“Huh!” grunted the old man. “Jes’ now I’ve come from havin’ a li’l’ round-up with them cusses that was tryin’ to burn ye out. Ain’t scorched none, are ye?”

“We’re all alive yet, but that’s about all you can say for us,” Dick bubbled. “But what has become of the hold-ups? And how did you happen to get here just in the very nick of time?”

It all came out in the old man’s chopped sentences.
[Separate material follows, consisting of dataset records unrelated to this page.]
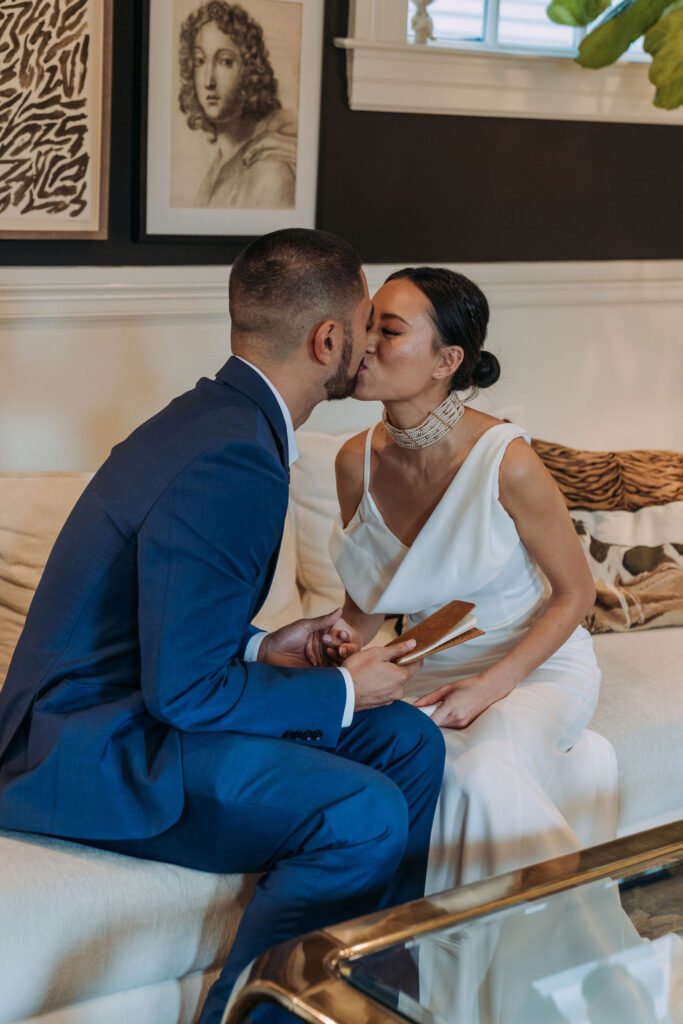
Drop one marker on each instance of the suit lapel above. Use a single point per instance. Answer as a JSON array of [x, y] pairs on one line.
[[243, 378]]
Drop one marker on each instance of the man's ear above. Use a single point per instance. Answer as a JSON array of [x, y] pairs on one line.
[[323, 342], [450, 358]]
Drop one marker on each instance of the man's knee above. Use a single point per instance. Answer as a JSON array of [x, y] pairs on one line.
[[416, 737], [376, 816]]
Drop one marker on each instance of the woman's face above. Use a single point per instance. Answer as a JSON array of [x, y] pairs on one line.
[[217, 67], [400, 357]]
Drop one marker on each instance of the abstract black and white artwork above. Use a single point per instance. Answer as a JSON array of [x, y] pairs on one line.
[[233, 97], [54, 99]]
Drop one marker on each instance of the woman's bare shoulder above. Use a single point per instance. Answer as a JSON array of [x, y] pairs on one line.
[[349, 460]]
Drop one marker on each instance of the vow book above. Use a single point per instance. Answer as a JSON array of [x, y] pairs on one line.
[[451, 625]]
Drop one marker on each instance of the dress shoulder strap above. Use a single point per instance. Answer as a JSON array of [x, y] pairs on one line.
[[369, 453]]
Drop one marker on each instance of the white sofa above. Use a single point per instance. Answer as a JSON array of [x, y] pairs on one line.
[[93, 938]]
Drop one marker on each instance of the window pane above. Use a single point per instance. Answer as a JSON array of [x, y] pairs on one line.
[[453, 19], [524, 23]]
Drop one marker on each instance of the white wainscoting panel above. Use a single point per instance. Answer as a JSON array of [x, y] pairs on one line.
[[592, 353]]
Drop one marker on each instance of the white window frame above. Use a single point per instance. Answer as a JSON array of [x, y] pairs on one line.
[[385, 73]]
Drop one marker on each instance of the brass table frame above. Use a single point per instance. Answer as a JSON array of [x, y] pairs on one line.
[[305, 975]]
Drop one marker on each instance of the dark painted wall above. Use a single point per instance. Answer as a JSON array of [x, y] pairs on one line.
[[423, 187]]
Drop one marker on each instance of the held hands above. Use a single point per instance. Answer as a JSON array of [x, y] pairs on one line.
[[460, 702], [331, 646], [377, 681], [288, 646]]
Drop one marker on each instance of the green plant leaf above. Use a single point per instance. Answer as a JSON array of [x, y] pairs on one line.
[[577, 12], [665, 42], [621, 27]]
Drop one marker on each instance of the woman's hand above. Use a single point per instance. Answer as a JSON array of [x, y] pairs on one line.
[[334, 645], [461, 702]]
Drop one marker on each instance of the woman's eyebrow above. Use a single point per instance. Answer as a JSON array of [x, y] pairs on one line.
[[394, 316]]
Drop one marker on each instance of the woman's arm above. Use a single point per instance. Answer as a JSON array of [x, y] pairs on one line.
[[355, 628], [530, 497]]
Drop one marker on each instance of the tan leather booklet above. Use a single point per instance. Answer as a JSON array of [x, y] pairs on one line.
[[451, 625]]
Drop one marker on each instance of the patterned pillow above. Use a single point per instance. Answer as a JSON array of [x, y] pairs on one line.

Three or four days earlier, an outgoing prospector had told him that “Twisty” Atkins, Tom Dowling and Bart Jennison, three desperate men who had all served prison sentences for various crimes, were camping on the trail of three young fellows whom the gossiping prospector had called “vacationers.”

“I knowed, right off, what that meant,” the old man went on, “and I made Bill Jenkins—he was the feller that was tellin’ me all this—carry a telegrapht message over to Nophi for Mr. Billy Starbuck. I writ in that telegrapht that his boys was liken to get into trouble over here, and that he’d better get him a posse and come on in. Then, after I’d waited a day ’r so, and he didn’t come, I got sort o’ nervous, and lit out myself.”

“But how did you know where to find us?” Larry asked.

The old miner’s grin showed his broken teeth.

“I allowed you’d be somewhere inside o’ that circle I’d marked out on the map I gin ye. And this mornin’, as I was cookin’ breakfas’, I heerd the shootin’.”

“But what has become of the hold-ups?” Purdick said, repeating Dick’s question.

“I’ve got two of ’em—‘Twisty’ and Jennison—down yonder in the gulch, laid out so’t they’ll have to be carried mule-back to wherever they’re a-goin’. Dowling was up here on the bench overhead, and he took out when I opened up on him. But I’ll bet a hen worth fifty dollars that he’s carryin’ a li’l’ chunk o’ my lead with him, wherever he’s at.”

All this talk had been carried on at the mouth of the cave, and as yet nothing had been said about the Golden Spider. But now Dick told their old rescuer that they had found James Brock’s wonderful mine; told him also how they had happened to find it, and, briefly, what the hold-ups had been doing to them since they had found it.